Anxiety seems not only related to cases, but also to the increase in the stringency of measures that governments implemented to reduce the spread of the virus. As the timelines of Italy, Spain and the US in Figure 4.5 illustrate, anxiety and the stringency increase happen almost in parallel. The increase of anxiety-related terms on Twitter occurred shortly before or at the same time as more stringent measures were implemented in 15 of 18 countries. As Figure 4.7 shows, anxiety starts to decrease 2-3 weeks later, once stricter measures are in place. This decrease may reflect that people relaxed as they felt that governments were doing something to cope with the threat and to protect them. Words like staying (at home), buying (of groceries), emergency, health, contagion and information were among the most frequent words in anxiety tweets, confirming that a large part of people’s worries were directly linked to the spread of the virus as well as the consequences of lockdowns.

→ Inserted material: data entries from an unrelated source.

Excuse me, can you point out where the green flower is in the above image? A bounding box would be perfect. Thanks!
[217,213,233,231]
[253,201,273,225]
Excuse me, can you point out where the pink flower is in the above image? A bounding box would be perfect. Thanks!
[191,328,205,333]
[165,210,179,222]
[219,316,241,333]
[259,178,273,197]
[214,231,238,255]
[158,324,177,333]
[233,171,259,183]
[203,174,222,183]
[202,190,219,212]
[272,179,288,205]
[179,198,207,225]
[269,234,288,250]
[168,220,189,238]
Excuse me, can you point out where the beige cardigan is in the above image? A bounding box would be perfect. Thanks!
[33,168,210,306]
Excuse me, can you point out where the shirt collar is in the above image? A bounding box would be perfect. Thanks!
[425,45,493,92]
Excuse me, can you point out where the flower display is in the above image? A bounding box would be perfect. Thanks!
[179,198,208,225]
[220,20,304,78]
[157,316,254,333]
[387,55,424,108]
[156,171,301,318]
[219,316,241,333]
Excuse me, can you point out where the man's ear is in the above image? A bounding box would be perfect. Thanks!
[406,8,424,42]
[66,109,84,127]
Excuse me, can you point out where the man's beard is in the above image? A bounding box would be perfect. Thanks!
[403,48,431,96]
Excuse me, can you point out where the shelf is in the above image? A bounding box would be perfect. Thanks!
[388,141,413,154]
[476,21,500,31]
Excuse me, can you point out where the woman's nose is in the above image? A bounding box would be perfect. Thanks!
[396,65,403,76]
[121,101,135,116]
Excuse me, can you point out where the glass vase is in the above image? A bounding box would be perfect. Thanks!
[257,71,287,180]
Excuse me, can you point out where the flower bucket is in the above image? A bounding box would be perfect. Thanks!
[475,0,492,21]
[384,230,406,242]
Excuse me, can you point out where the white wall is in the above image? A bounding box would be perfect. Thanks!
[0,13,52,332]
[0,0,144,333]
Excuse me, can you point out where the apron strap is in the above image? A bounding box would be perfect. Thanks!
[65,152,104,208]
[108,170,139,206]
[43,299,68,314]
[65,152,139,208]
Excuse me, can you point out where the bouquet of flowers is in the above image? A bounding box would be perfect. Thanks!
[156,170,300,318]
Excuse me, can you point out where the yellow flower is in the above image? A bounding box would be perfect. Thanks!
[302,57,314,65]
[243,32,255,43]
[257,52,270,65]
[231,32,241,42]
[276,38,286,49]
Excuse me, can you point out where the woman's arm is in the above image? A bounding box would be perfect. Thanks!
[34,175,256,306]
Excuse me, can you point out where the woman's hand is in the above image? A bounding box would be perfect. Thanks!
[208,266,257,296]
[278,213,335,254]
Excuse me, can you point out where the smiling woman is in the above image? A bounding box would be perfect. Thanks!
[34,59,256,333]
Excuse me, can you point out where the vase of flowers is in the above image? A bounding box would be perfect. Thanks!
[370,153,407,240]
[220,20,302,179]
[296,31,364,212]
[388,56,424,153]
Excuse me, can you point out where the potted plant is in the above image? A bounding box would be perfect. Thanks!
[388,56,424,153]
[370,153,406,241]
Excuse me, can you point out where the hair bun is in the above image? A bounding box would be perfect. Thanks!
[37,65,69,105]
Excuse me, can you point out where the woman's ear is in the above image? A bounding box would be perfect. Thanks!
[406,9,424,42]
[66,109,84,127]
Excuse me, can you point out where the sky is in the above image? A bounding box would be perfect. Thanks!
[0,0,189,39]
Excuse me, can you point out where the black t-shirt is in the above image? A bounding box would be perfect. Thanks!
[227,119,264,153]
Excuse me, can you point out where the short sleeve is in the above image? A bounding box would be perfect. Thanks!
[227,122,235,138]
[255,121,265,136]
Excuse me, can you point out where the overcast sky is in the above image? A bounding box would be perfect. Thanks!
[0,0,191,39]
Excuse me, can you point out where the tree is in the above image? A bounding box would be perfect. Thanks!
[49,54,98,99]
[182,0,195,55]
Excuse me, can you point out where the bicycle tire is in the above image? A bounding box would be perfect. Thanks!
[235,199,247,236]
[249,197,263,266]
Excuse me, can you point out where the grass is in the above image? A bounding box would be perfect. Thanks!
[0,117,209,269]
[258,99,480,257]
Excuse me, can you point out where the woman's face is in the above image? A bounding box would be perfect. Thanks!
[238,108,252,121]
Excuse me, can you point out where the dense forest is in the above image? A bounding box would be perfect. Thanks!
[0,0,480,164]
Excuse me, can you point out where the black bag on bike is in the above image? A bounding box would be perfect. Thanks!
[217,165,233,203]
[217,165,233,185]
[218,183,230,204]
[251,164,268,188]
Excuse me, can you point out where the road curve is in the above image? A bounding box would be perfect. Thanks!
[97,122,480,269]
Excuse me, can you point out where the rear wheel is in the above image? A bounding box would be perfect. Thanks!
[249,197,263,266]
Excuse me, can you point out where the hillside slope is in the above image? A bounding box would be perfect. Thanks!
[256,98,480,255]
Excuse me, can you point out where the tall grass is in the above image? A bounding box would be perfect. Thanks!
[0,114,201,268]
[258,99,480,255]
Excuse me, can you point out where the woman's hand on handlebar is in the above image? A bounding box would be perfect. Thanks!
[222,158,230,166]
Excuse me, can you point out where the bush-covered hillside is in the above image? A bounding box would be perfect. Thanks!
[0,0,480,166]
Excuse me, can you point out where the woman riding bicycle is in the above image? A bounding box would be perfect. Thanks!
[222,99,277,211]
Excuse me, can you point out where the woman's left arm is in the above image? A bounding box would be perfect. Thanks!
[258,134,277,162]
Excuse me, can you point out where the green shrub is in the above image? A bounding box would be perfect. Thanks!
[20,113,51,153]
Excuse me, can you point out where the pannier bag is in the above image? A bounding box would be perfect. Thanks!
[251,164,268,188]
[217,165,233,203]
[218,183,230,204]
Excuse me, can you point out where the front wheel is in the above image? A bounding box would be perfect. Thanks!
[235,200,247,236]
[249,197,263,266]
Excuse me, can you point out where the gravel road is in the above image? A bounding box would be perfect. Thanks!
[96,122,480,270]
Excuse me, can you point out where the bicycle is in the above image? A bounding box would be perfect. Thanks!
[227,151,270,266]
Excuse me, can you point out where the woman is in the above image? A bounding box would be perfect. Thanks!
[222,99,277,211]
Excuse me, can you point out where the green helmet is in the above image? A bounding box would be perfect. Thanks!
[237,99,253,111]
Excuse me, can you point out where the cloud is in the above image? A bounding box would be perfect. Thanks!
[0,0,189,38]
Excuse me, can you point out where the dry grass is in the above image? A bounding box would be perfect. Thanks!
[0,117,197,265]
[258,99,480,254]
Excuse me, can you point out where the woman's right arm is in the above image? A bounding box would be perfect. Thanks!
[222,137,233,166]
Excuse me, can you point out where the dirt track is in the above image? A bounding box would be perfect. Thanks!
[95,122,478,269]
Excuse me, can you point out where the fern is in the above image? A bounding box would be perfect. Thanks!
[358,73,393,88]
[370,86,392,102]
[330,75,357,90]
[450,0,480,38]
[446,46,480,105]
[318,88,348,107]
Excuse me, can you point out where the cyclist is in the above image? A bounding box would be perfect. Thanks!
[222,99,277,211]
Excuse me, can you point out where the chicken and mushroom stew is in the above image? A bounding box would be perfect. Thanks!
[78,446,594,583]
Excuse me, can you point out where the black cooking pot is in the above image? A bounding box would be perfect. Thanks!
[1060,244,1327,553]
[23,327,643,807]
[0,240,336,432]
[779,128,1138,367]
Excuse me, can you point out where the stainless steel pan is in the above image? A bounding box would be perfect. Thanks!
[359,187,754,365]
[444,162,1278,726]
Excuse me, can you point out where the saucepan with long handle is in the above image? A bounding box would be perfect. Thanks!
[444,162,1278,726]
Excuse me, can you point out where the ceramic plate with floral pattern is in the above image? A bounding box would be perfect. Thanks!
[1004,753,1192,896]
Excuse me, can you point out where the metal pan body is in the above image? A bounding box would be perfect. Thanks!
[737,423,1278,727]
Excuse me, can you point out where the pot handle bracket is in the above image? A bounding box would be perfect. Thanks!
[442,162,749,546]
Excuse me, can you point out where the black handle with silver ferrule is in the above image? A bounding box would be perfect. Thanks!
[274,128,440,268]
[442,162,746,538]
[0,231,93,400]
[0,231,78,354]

Figure 4.7. Associations of emotion levels with COVID-19 cases and measure stringency

Figure 4.7. Associations of emotion levels with COVID-19 cases and measure stringency

Note: (a) Cross-country correlation of anxiety with increase in COVID-19 cases in the first week after the outbreak: Correlation between mean difference in anxiety compared to baseline and absolute difference in cases compared to the previous week. (b) Box-plots of country emotion means in time periods before, during and after the first strong increase in stringency of measures. In the control period, there were none or only light measures in most countries. One week before the first clear increase, measure stringency was still low in most countries. Two weeks after the first clear increase it was constantly high in all countries. Dots represent individual countries.

Sadness

Sadness-related expressions increased more gradually and later than anxiety-related ones. This is visible in Italy, Spain and the US in Figure 4.5. On average, sadness reached its highest level three weeks after the outbreak, and remained stable for the following two weeks (these weeks are visually indicated with gray rectangles for the four example countries in Figure 4.5). The gradual increase of sadness terms occurred a while after stringency of social distancing measures increased, and remained high about two weeks later (Figure 4.7b). Although sadness increased less than anxiety, peak increases still ranged from 7% to 52% among countries. Figure 4.6b illustrates that the increase in sadness expressions was also quite consistent across countries, with only 2 countries not showing a significant increase. The timing and the duration of the changes in sadness terms suggests that sadness may have been a response to the loss of contact and daily routines during lockdowns. Consistent with this, words related to physical distancing (quarantine, isolation, confinement, social, lockdown, stay at home, going out) were used more often in tweets expressing sadness (and other emotions) than in other tweets (see the SI of our study).^[64] In contrast, deaths were in general not mentioned frequently, which makes sense given that there were not that many casualties during the early stage of the pandemic. Altogether, the timing and content of tweets with sadness-related expressions suggest that changes to people’s everyday life were a driving factor of the increase in sadness.

Anger

Anger expressions on Twitter decreased during the onset of the pandemic. Similar to sadness, this change also occurred gradually, starting around the time of the first clear increase in measure stringency in most countries. Anger expressions significantly dropped in 14 out of the 18 countries, and remained less frequent until the end of the five weeks we analyzed. The decreases around the onset of stringent measures may indicate that people were generally not opposed to the actions their governments took at this early point in the pandemic. In addition, decreases of anger terms may also be a consequence of discussions on Twitter focusing on COVID-19, and therefore less on the many other controversial and political topics that are usually discussed on this social media platform in many countries. Although media discourse might have created the impression that people were angry about government regulations during the first outbreak, they may actually have been less angry than about previous political decisions. Consistent with this, we observed a shift in topics of conversation from political ones in 2019 to pandemic-related issues after the outbreak across countries and emotions.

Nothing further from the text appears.